Der Klimabonus half also, die Kaufkraft an die Region zu binden und so den Geldabfluss zu verhindern. „Er fördert also kurze Wege, unterstützt auch kleine Unternehmen und erhöht die Umlaufgeschwindigkeit des Geldes“, erläutert Maria Karnagel. 

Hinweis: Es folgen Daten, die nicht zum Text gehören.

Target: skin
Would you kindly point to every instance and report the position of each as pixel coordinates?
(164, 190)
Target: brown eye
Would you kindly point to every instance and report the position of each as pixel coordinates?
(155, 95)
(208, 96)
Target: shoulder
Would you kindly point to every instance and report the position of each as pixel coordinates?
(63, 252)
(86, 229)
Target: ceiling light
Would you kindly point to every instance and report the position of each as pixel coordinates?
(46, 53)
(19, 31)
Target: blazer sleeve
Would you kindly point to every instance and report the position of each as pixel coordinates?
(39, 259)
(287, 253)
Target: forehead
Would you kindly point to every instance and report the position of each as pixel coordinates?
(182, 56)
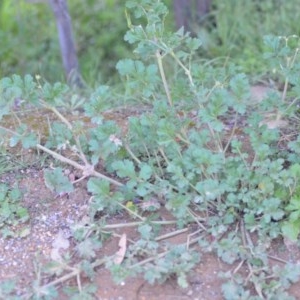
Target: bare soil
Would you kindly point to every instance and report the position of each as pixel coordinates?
(51, 216)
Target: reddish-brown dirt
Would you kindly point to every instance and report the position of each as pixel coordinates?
(50, 216)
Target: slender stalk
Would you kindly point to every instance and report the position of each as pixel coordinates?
(163, 77)
(88, 170)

Beim Abschlussfest war auch Nadine Kruse als Vertreterin der Sparkasse Lüneburg dabei. Die Nachhaltigkeits-Managerin hat das Projekt begleitet. Was bewegt ausgerechnet ein klassisches Geld-Institut dazu, eine alternative Währung zu unterstützen? „Unser Ziel ist es ja, die lokale Wirtschaft zu fördern. Dazu zählen wir auch den Klimabonus“, sagt Nadine Kruse und erläutert, dass die Sparkasse überlege, bei einer Fortführung des Klimabonus als Unternehmen mit einzusteigen, um die aktuellen Bau- und Sanierungsmaßnahmen der Sparkasse zu kompensieren. Diese Fortführung wird aktuell mit verschiedenen Institutionen diskutiert. 

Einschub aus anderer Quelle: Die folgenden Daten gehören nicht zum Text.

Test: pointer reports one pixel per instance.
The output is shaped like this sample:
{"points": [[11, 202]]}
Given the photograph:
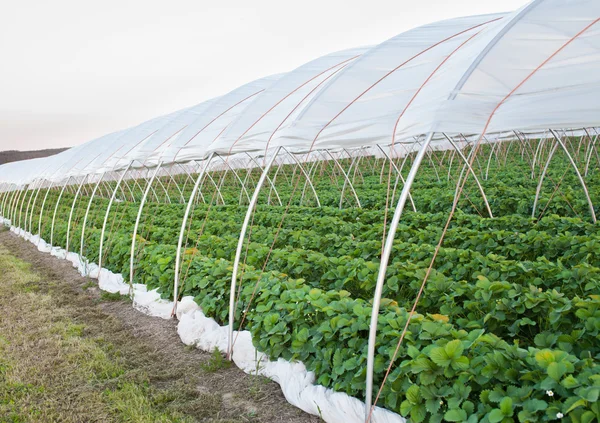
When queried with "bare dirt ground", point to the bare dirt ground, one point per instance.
{"points": [[71, 353]]}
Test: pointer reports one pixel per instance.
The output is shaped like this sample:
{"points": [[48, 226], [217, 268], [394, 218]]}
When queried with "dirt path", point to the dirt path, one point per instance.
{"points": [[44, 297]]}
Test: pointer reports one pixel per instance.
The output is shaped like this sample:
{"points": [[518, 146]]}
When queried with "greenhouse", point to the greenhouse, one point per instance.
{"points": [[414, 222]]}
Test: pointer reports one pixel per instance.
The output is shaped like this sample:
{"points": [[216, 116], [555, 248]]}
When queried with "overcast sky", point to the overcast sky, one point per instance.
{"points": [[73, 70]]}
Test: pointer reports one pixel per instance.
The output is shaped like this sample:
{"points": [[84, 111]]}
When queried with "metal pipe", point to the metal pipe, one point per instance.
{"points": [[581, 180], [112, 199], [137, 223], [385, 256], [462, 156], [182, 232], [238, 252], [542, 176]]}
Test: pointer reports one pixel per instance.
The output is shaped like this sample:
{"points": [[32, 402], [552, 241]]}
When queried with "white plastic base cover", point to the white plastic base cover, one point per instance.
{"points": [[194, 328]]}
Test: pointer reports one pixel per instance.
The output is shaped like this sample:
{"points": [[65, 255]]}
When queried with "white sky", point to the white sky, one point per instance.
{"points": [[73, 70]]}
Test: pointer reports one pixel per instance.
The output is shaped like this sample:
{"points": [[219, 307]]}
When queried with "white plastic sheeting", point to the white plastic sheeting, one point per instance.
{"points": [[194, 328], [530, 70]]}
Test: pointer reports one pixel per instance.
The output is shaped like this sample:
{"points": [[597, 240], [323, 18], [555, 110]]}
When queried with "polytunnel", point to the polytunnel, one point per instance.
{"points": [[277, 210]]}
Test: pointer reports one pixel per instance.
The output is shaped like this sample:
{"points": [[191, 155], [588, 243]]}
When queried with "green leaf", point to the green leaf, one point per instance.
{"points": [[454, 349], [576, 404], [495, 416], [570, 382], [439, 356], [433, 405], [418, 413], [506, 406], [556, 370], [413, 394], [455, 415]]}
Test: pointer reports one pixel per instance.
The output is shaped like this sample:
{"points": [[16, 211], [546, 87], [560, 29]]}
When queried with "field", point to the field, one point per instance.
{"points": [[509, 322], [69, 353]]}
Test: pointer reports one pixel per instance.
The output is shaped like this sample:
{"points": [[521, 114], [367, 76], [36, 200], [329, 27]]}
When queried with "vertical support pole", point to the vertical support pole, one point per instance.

Eine solche Fortführung würde auch Kalina Magdzinska begrüßen. Die Vertreterin von Monneta, einer gemeinnützigen Gesellschaft, die eine nachhaltige Finanzwirtschaft und komplementäre Währungen fördert. „Der Klimabonus ist eine Revolution in der Nische für die Transformation der Wirtschaft Richtung Nachhaltigkeit“, sagt Kalina Magdzinska 

Das laufende Projekt ist nun aber erstmal abgeschlossen. Organisatorisch angesiedelt war der Klimabonus bei JANUN e.V. Gefördert wurde das Projekt mit 560.000 Euro durch das (damalige) Bundesministerium für Wirtschaft und Klimaschutz und die Nationale Klimaschutzinitiative. 

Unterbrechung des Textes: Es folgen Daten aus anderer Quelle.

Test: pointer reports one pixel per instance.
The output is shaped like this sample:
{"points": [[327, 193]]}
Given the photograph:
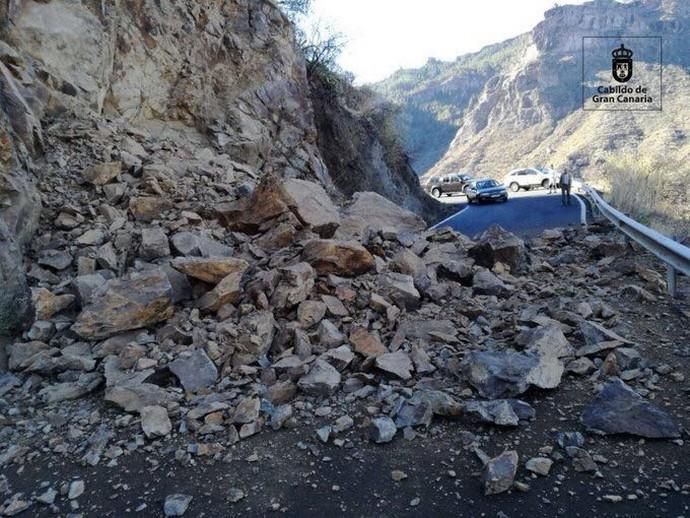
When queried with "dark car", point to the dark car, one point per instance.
{"points": [[448, 184], [486, 190]]}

Zwar läuft der Förderzeitraum aus, doch ein paar Menschen im Hintergrund überlegen, das erfolgreiche Projekt fortzuführen. Dafür haben Maria Karnagel und Lea Becker für eine gute Übergabe gesorgt: „Wir haben ein Nachlassdokument mit allen notwendigen Unterlagen, Daten und Zahlen zusammengestellt“, betonen Maria Karnagel und Lea Becker. Erreichbar sind die beiden noch bis zum 18. Februar, dann übernimmt das Team vom Klimabonus e.V. den Kontakt für mögliche Nachfolger*innen. Denn in anderen Städten existiert der Klimabonus weiter.